Curvature and acoustic instabilities in rotating fluid disks

Abstract

The stability of a rotating fluid disk to the formation of spiral arms is studied in the tight-winding approximation in the linear regime. The dispersion relation for spirals that was derived by Bertin et al. is shown to contain a new, acoustic instability beyond the Lindblad resonances that depends only on pressure and rotation. In this regime, pressure and gravity exchange roles as drivers and inhibitors of spiral wave structures. Other instabilities that are enhanced by pressure are also found in the general dispersion relation by including higher order terms in the small parameter 1/kr for wavenumber k and radius r. We identify two important dimensionless physical parameters: ∈ = 2πGσ0/(rκ2), which is essentially the ratio of disk mass to total mass (disk and halo), and a/(κr), which is the ratio of epicyclic radius to disk radius (σ0 is the mass column density, κ is the epicyclic frequency, and a is the sound speed).
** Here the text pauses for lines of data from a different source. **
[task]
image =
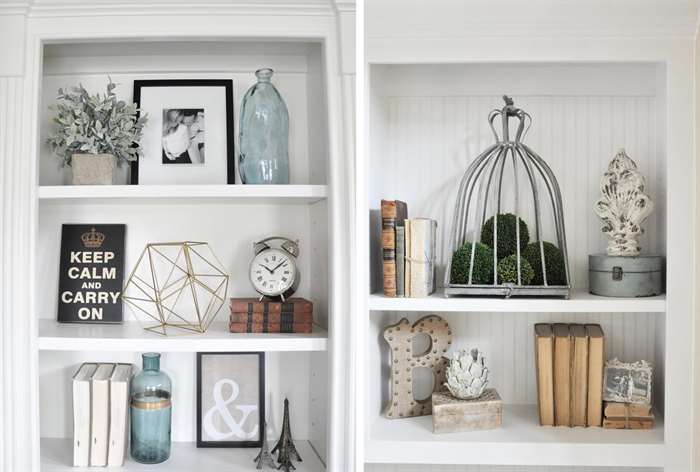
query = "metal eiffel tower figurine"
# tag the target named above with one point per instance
(285, 445)
(264, 457)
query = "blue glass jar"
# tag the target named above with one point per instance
(264, 134)
(150, 412)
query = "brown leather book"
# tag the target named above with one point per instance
(270, 328)
(271, 317)
(579, 374)
(562, 375)
(254, 305)
(544, 351)
(596, 364)
(394, 212)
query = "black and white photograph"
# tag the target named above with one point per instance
(230, 399)
(178, 146)
(627, 382)
(183, 136)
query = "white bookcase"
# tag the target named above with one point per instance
(434, 73)
(69, 43)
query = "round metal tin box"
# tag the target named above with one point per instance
(626, 276)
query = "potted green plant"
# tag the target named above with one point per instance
(95, 133)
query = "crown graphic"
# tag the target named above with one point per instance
(92, 238)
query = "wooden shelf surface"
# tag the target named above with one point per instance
(131, 337)
(580, 302)
(57, 456)
(183, 194)
(520, 441)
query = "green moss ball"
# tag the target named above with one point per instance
(506, 237)
(508, 271)
(553, 261)
(483, 264)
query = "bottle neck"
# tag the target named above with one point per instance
(151, 361)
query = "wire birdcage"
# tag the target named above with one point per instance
(491, 187)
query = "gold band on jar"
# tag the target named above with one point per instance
(159, 405)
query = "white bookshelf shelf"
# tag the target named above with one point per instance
(520, 441)
(580, 302)
(270, 194)
(57, 456)
(130, 337)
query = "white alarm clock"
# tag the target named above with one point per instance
(273, 270)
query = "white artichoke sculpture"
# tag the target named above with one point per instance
(467, 374)
(623, 205)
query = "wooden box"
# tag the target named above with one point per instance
(452, 415)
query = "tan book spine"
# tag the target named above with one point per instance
(579, 375)
(270, 318)
(254, 305)
(389, 215)
(596, 364)
(407, 265)
(562, 375)
(544, 346)
(297, 328)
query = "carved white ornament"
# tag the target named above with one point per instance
(467, 374)
(623, 205)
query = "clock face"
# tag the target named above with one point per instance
(272, 272)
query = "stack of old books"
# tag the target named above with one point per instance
(569, 360)
(251, 315)
(408, 252)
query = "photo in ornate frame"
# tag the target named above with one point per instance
(627, 382)
(196, 100)
(230, 399)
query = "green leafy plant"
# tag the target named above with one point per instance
(506, 236)
(553, 261)
(508, 271)
(483, 264)
(95, 124)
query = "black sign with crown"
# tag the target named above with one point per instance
(92, 274)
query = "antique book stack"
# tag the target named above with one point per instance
(569, 361)
(408, 252)
(251, 315)
(100, 414)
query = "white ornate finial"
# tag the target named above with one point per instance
(623, 205)
(467, 374)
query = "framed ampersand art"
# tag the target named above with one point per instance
(230, 399)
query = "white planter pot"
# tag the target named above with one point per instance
(94, 169)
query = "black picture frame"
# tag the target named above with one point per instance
(227, 84)
(261, 403)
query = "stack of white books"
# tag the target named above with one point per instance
(100, 414)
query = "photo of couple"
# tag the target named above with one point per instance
(183, 136)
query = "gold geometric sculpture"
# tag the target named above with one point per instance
(176, 285)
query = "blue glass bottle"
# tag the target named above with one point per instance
(150, 412)
(264, 134)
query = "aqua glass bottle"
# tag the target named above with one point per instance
(150, 412)
(264, 134)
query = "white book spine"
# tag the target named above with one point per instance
(100, 420)
(81, 416)
(422, 257)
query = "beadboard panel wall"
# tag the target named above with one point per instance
(298, 76)
(424, 134)
(507, 340)
(17, 374)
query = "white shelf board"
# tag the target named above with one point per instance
(130, 337)
(520, 441)
(270, 194)
(580, 302)
(57, 456)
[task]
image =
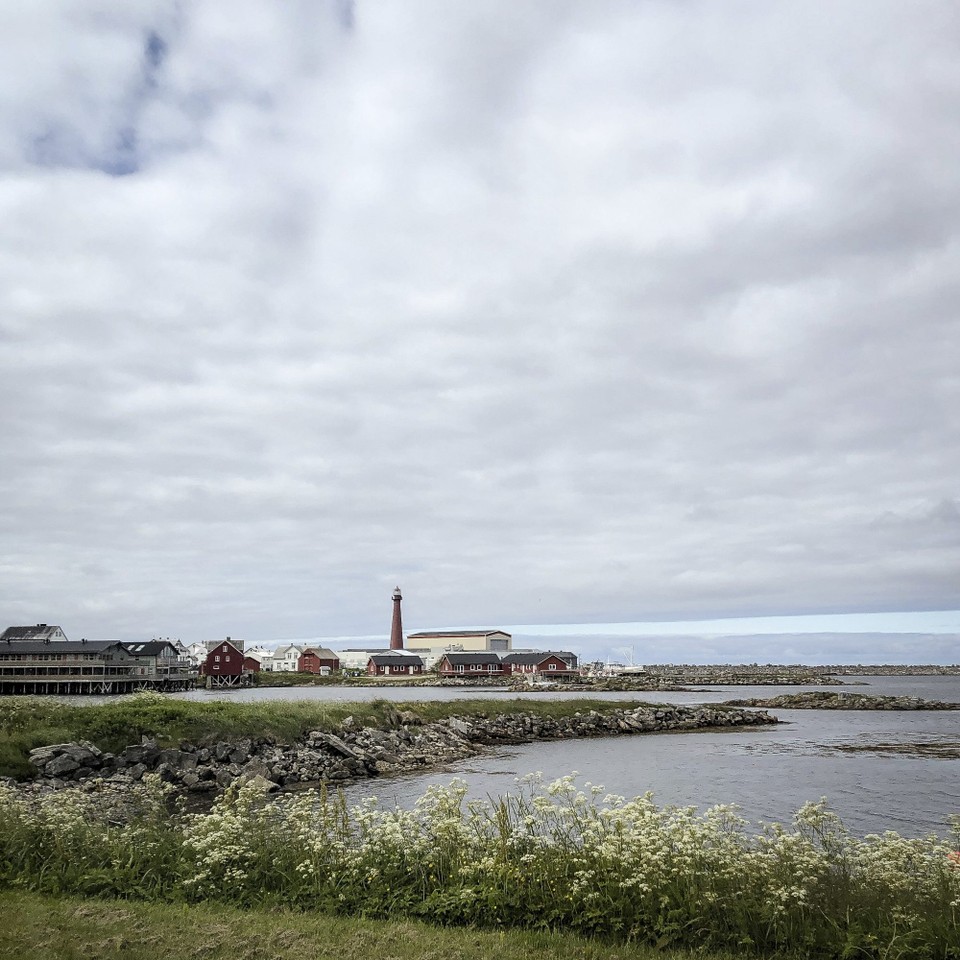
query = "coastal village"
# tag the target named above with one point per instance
(41, 659)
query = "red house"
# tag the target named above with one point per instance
(318, 660)
(224, 665)
(394, 664)
(548, 663)
(474, 665)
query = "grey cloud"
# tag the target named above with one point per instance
(548, 312)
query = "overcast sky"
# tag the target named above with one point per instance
(549, 312)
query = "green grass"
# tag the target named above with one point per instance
(50, 928)
(28, 722)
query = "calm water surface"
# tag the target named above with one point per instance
(769, 772)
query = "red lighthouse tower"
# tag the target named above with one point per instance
(396, 628)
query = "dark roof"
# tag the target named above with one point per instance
(539, 656)
(35, 632)
(386, 659)
(220, 643)
(480, 657)
(149, 648)
(58, 646)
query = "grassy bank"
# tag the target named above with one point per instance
(28, 722)
(50, 928)
(550, 857)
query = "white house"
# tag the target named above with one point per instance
(285, 658)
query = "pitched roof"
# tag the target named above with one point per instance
(391, 659)
(538, 656)
(37, 631)
(321, 653)
(455, 659)
(150, 648)
(75, 647)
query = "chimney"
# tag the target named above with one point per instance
(396, 628)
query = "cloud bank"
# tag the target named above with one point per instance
(547, 312)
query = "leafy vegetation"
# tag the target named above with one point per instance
(48, 928)
(552, 857)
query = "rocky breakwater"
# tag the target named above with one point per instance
(824, 700)
(355, 751)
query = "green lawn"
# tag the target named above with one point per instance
(45, 928)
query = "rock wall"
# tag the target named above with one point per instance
(822, 700)
(356, 752)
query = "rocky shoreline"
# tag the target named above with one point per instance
(824, 700)
(355, 752)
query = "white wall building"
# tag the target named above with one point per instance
(285, 658)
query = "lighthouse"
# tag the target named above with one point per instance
(396, 628)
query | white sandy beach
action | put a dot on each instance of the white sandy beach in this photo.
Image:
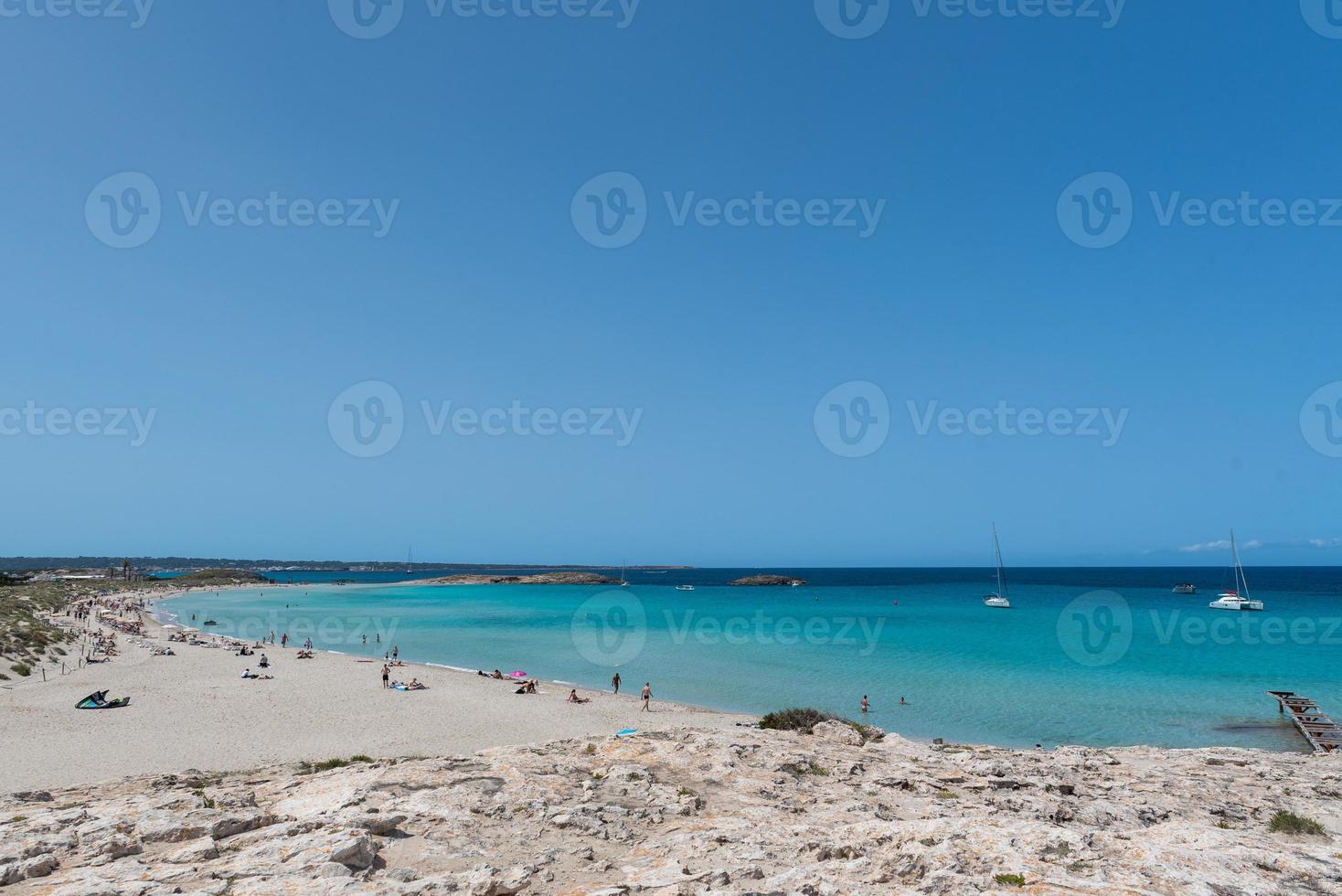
(194, 711)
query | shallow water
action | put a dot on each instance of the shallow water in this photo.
(1084, 656)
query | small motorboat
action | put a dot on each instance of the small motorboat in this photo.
(98, 700)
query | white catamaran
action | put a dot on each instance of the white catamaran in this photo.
(998, 600)
(1236, 599)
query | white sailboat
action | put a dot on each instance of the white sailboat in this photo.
(1236, 599)
(998, 600)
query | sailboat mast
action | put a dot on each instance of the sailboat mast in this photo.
(997, 556)
(1241, 580)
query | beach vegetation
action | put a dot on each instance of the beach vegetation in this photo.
(327, 764)
(804, 720)
(26, 636)
(1287, 823)
(796, 720)
(209, 577)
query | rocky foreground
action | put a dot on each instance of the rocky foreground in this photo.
(696, 812)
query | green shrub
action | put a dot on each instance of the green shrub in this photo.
(1287, 823)
(794, 720)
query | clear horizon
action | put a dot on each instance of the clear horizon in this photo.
(737, 283)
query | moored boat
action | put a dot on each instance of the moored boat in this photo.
(1238, 597)
(998, 600)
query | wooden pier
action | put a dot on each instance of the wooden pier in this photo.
(1324, 734)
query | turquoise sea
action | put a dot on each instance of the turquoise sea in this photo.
(1095, 656)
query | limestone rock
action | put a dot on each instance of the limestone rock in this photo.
(698, 812)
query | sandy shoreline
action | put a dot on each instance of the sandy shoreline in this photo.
(194, 711)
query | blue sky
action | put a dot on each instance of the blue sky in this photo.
(971, 293)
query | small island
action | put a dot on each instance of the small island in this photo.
(537, 579)
(768, 580)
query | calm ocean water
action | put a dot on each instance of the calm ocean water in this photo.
(1097, 656)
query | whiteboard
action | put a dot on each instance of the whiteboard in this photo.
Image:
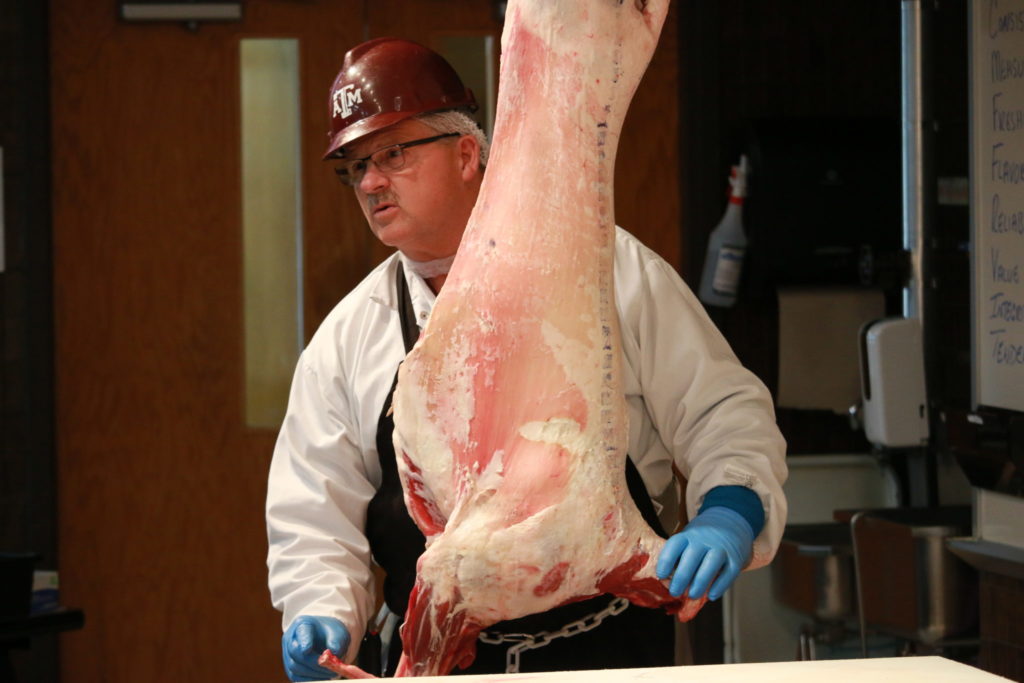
(997, 202)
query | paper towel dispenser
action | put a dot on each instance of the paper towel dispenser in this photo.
(892, 383)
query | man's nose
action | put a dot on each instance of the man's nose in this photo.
(373, 180)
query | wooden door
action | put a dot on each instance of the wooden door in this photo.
(162, 537)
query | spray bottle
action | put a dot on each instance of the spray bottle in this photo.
(727, 246)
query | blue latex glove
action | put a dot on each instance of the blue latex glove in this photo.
(305, 640)
(717, 543)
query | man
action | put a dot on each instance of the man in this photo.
(402, 140)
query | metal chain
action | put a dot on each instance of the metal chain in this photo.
(530, 641)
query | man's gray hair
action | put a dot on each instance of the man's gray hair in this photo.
(455, 121)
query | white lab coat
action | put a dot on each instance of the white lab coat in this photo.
(690, 402)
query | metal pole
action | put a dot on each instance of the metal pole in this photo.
(919, 128)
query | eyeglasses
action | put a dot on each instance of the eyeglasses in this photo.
(386, 159)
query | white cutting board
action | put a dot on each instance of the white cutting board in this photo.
(904, 670)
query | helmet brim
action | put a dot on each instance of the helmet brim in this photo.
(360, 129)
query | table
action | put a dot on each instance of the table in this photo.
(903, 670)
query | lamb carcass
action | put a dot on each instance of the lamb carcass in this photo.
(510, 420)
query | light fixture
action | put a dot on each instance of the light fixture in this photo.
(188, 11)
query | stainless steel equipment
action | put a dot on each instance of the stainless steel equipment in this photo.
(910, 585)
(813, 571)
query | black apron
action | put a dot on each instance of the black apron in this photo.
(637, 637)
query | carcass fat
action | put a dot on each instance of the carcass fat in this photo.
(510, 421)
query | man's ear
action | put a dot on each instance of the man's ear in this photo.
(469, 157)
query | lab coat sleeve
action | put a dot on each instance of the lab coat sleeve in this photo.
(714, 415)
(317, 493)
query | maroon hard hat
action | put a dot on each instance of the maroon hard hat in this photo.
(387, 80)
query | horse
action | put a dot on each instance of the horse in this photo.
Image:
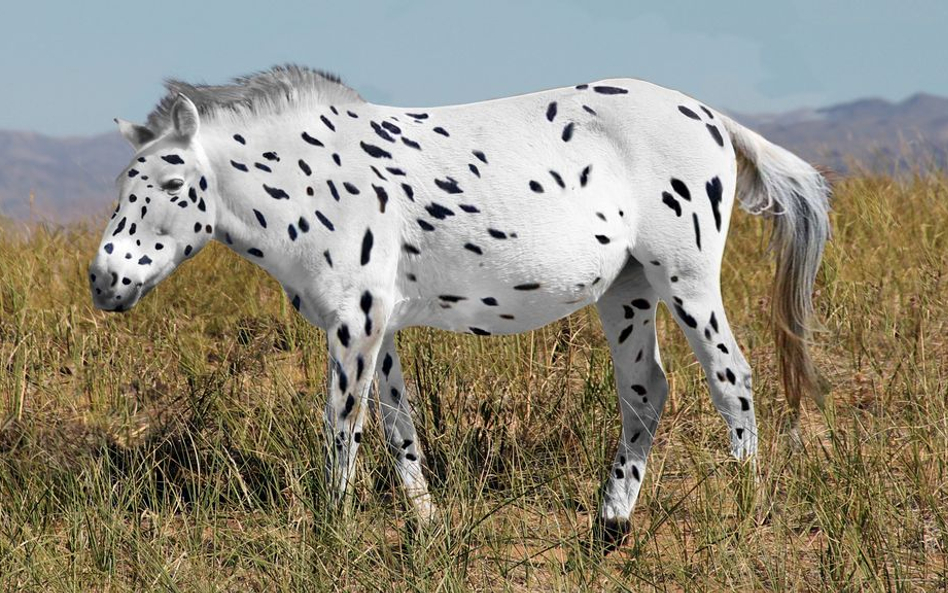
(495, 217)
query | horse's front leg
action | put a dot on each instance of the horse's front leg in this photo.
(354, 341)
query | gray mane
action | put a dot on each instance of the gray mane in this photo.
(270, 91)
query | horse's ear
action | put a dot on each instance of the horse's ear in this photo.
(136, 135)
(185, 118)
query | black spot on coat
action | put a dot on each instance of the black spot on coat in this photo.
(367, 241)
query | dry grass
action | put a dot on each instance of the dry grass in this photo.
(179, 447)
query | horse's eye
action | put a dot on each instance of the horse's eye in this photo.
(172, 185)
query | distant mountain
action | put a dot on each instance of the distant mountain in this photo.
(870, 133)
(72, 178)
(69, 178)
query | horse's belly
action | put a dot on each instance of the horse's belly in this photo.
(517, 288)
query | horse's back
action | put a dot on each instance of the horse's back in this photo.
(536, 202)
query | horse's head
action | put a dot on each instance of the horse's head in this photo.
(165, 214)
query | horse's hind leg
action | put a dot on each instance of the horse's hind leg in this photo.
(627, 311)
(693, 294)
(395, 412)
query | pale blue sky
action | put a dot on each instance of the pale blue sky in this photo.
(70, 67)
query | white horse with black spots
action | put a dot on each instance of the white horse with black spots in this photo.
(490, 218)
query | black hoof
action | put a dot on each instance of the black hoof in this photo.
(611, 533)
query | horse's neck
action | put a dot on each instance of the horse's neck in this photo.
(242, 192)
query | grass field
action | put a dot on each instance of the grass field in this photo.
(179, 446)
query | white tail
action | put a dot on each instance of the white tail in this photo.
(775, 183)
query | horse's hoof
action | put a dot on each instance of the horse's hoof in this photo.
(610, 534)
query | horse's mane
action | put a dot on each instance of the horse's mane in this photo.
(270, 91)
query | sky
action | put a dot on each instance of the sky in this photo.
(70, 67)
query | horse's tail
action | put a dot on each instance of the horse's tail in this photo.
(777, 184)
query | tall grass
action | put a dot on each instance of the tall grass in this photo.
(179, 447)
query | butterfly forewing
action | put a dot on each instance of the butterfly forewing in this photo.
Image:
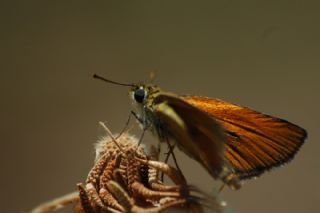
(197, 134)
(255, 142)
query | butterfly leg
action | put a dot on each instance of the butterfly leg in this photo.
(170, 152)
(126, 125)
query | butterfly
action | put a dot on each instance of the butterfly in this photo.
(231, 142)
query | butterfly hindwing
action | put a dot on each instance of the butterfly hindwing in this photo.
(194, 131)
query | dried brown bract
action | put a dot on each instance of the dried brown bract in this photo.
(125, 179)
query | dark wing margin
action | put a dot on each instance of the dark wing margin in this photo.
(255, 142)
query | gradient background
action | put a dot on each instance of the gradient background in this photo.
(261, 54)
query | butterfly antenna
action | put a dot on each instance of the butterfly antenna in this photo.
(112, 82)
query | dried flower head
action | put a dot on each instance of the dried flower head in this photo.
(124, 178)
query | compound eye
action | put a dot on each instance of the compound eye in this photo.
(139, 95)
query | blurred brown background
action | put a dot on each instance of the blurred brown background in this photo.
(261, 54)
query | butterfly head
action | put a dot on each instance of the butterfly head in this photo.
(141, 93)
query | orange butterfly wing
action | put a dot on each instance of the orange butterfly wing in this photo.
(255, 142)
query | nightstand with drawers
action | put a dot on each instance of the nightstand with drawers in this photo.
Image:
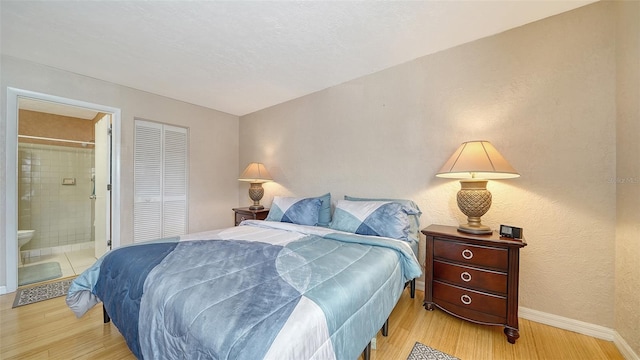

The small term ζ = (k2r2 + m2)-1/2 is an additional parameter that is purely geometrical for number of arms m. When these terms are included in the dispersion relation, the oscillation frequency becomes complex, leading to the growth of perturbations even for large values of Toomre's parameter Q. The growth rate is proportional to a linear combination of terms that depend on ∈ and a/(κr). Instabilities that arise from ∈ are termed gravitational-curvature instabilities because ∈ depends on the disk mass and is largest when the radius is small, i.e., when the orbital curvature is large. Instabilities that arise from a/(κr) are termed acoustic-curvature instabilities because they arise from only the pressure terms at small r. Unstable growth rates are determined for these instabilities in four cases: a self-gravitating disk with a flat rotation curve, a self-gravitating disk with solid body rotation, a non-self-gravitating disk with solid body rotation, and a non-self-gravitating disk with Keplerian rotation. The most important application appears to be as a source of spiral structure, possibly leading to accretion in non-self-gravitating disks, such as some galactic nuclear disks, disks around black holes, and protoplanetary disks. All of these examples have short orbital times so the unstable growth time can be small, even when only terms of order ∈ contribute.